9. Hire Professionals – It is often a case with most of the business that they, in attempts to cut cost, compromise with the quality of some important investments, too. Save where you can but pay where you should.

10. Rely on Workers’ Capacity – Small businesses take time to grow because their masters are afraid of accepting more load than their personal capacity to bear it. The truth is they should rely on their workers capacity which they can always increase to any extent.

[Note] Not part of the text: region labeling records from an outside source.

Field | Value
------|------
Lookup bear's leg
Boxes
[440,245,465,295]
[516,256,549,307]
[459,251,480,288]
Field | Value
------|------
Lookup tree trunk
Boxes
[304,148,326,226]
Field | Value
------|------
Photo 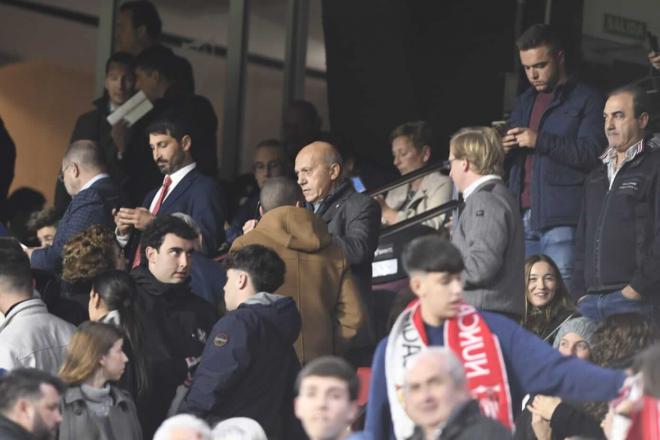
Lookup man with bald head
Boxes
[403,347,512,440]
[295,141,381,363]
[27,140,121,273]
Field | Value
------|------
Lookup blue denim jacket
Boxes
[505,80,607,231]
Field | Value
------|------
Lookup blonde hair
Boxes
[59,321,124,385]
[449,127,504,176]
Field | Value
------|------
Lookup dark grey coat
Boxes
[57,385,142,440]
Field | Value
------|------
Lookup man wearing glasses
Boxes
[26,140,120,273]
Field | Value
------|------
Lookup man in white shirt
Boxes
[115,113,224,267]
[0,242,75,374]
[449,127,525,321]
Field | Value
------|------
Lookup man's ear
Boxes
[329,162,341,181]
[135,24,148,41]
[408,275,422,297]
[555,50,566,66]
[422,145,431,163]
[180,134,192,151]
[348,400,360,424]
[236,271,250,290]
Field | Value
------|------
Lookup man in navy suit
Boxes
[27,140,121,272]
[115,113,225,267]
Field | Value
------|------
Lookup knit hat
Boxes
[552,316,598,349]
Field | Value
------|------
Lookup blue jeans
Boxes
[523,209,575,292]
[578,290,655,321]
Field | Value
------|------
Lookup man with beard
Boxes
[0,368,65,440]
[131,215,216,438]
[115,113,224,268]
[55,52,137,217]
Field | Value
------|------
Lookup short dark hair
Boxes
[225,244,286,293]
[259,177,302,212]
[142,215,197,253]
[135,45,179,83]
[287,99,321,130]
[295,356,360,401]
[516,24,563,53]
[27,208,59,233]
[105,52,135,75]
[0,368,66,414]
[607,84,651,118]
[0,242,32,294]
[119,0,163,40]
[147,110,192,141]
[401,234,465,275]
[390,121,433,151]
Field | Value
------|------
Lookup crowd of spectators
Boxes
[0,6,660,440]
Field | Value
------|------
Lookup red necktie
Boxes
[131,176,172,269]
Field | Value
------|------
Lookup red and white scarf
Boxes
[385,301,514,439]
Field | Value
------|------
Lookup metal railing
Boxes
[367,160,463,239]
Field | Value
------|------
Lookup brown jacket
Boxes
[231,206,364,364]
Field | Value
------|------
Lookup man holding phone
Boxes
[502,24,605,286]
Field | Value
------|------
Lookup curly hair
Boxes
[584,313,660,420]
[62,225,117,283]
[27,208,59,234]
[591,313,660,368]
[522,254,575,337]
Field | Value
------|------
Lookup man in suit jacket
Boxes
[54,52,137,216]
[115,112,224,266]
[295,142,381,365]
[231,177,364,364]
[27,140,121,272]
[449,127,525,321]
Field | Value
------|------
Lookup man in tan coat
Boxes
[231,177,364,364]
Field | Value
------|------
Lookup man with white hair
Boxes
[403,347,511,440]
[154,414,212,440]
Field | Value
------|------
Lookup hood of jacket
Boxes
[237,292,300,345]
[0,414,36,440]
[256,206,332,253]
[131,266,193,298]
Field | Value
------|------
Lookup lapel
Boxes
[160,168,199,212]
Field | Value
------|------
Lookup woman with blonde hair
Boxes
[58,322,142,440]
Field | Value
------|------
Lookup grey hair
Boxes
[213,417,268,440]
[153,414,213,440]
[172,212,202,237]
[404,347,466,389]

10 Comments to Top Ten Tips to Improve Business

  1. Chev's Gravatar Chev
    January 12, 2010 at 5:52 pm | Permalink

    Hi,

    i have found a site to be usefull, just check this out

  2. DeAnte85's Gravatar DeAnte85
    January 12, 2010 at 6:38 pm | Permalink

    Robbed by Detroit. Slapped by Maino.

  3. blastification's Gravatar blastification
    January 12, 2010 at 7:27 pm | Permalink

    @lynasij2 dont use all your vocabulary at once now

  4. cooolioooo's Gravatar cooolioooo
    January 12, 2010 at 7:29 pm | Permalink

    business school is the right field to study, if you choose your college carefully, some have an entrepreneurship track/program

  5. gamertilldeath's Gravatar gamertilldeath
    January 13, 2010 at 3:18 pm | Permalink

    @lynasij2 wtf?

  6. Austinite's Gravatar Austinite
    January 14, 2010 at 3:15 am | Permalink

    You can't post a Proposal for Sale of Business here. It is a comprehensive document similar to a business plan with dozens to hundreds of pages. Contact a broker like VR Business Brokers and see if you can get help. Yours is a unique business driven by personal contacts and is not easily sold.

  7. Wayne R.'s Gravatar Wayne R.
    January 14, 2010 at 3:22 am | Permalink

    Yes, the courses you speak of will help you to become a Business Analyst.

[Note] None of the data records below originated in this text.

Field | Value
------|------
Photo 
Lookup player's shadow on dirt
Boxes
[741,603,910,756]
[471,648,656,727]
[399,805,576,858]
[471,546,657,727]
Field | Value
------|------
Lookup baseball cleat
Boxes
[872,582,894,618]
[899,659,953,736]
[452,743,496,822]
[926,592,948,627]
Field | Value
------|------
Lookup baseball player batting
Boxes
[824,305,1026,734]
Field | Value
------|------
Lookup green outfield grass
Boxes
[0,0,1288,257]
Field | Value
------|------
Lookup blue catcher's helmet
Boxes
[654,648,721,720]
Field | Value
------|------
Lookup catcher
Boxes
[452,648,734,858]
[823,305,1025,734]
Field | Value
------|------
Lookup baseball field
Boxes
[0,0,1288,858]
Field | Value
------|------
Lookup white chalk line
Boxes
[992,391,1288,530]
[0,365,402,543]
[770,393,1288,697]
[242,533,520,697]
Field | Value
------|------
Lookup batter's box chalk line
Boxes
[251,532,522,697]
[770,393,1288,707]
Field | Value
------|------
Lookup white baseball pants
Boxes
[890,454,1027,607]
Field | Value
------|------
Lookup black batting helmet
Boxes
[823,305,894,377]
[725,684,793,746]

    A BA can be on the client side or the IT side. If on the client side, they are interfacing with work group domains that process the work and review what they need. They generate requirements and then work with the IT side to update or generate processes and applications to fullfil the business needs.

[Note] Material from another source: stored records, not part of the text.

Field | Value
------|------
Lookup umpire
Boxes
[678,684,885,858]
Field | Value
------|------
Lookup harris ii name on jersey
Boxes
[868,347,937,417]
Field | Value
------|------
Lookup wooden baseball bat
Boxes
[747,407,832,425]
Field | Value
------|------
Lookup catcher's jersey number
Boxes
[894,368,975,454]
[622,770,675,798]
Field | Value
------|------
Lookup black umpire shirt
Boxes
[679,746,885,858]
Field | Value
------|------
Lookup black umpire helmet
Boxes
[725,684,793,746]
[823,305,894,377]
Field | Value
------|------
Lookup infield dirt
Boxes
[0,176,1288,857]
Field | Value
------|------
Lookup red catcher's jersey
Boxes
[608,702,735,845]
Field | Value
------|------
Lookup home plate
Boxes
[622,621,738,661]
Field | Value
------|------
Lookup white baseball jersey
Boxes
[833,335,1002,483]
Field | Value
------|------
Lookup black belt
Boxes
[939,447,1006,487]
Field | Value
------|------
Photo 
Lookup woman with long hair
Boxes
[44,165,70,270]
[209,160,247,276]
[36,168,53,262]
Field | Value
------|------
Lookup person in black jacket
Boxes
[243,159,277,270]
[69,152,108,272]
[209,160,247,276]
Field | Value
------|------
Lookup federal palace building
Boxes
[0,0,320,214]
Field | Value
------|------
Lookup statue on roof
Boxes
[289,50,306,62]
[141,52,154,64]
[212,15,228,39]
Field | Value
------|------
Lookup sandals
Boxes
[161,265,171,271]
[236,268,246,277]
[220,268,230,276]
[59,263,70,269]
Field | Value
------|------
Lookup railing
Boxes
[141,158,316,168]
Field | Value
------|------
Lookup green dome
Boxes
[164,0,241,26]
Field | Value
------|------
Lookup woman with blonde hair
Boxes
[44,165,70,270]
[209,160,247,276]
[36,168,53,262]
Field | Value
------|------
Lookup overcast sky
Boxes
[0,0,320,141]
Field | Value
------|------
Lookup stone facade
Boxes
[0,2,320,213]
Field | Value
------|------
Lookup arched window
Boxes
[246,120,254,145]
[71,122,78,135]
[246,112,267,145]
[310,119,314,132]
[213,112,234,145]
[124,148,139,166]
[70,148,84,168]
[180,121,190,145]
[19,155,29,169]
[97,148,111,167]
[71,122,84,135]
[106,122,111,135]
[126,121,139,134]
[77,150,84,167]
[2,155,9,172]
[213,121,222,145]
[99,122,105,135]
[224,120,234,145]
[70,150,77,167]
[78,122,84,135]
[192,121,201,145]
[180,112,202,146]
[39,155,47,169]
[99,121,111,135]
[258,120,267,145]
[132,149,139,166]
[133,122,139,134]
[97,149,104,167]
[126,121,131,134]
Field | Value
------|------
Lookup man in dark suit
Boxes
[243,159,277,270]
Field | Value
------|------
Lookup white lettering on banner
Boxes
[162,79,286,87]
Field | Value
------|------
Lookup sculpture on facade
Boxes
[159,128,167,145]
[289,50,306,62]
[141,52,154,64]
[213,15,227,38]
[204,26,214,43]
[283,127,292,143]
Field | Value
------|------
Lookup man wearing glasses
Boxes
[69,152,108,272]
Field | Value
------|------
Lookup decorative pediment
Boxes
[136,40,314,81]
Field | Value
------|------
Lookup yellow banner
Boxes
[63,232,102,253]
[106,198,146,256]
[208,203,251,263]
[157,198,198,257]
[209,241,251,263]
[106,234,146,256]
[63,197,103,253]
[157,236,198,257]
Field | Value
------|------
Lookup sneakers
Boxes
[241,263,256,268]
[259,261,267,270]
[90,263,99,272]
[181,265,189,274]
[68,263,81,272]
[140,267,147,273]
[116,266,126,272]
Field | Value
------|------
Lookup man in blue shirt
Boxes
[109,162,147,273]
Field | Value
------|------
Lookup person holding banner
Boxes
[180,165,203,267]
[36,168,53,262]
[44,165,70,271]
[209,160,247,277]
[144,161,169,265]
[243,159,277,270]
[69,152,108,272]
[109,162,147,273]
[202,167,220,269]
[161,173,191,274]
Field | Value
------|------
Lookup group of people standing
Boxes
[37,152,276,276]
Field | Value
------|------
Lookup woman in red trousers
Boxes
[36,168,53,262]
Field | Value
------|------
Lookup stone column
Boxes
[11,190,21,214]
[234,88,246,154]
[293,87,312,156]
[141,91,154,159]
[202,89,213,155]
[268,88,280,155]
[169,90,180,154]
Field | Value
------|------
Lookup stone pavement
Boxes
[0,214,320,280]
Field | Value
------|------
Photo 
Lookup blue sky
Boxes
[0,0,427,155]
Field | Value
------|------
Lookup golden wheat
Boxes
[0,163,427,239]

    If you're a BA on the IT side of the house, then you're taking all the requirements and developing processes and application solutions. Your job is to work with the client to generate a business solutions document (there are many names for it) and get signoff. Then, you need to make sure that solution becomes reality by working with systems analysts, programmers, and testers. You're generally responsible for the delivery of the solution. Although, if the solution revolves around process changes with other work group domains, you normally work with a PM (Project Manager). Never the less, you have end to end responsibilities for the IT delivery to insure the client gets what they need (and paying for).

    With the offshoring of work to cheap labor, to remain associated with software development, the BA role is a good profession.

  8. lynasij2's Gravatar lynasij2
    January 15, 2010 at 2:11 am | Permalink

    this song is doup so all yah hatas can get the fk own wit cha life just because you ante like him

  9. kvnlod's Gravatar kvnlod
    January 16, 2010 at 1:00 am | Permalink

    what a horrible song. robot voices suck.

  10. Ken's Gravatar Ken
    January 16, 2010 at 3:16 am | Permalink

    You need to keep accurate records when running a business. This will be your best defense if you ever get audited.

    For IRS purposes, you need to make a profit every 3 out of 5 years to have the IRS prove that you are not running a business. Otherwise, it is up to you to prove that you are running a business and not doing a hobby. You can prove that you are running a business by keeping your business accounts and personal accounts separate.

    You can write off any legitimate business expense including dinners with clients, car expenses, equipment, etc.

    Having a separate checking account and credit card is a good idea. However, it isn't necessary. You can comingle your business and personal expenses using your personal accounts. But, if you do this, then it will be harder for you to prove that you are running a business.

    For your revenues, you don't need a corporate account to make you deposits. You just need to make the deposits in your separate account that you use for business.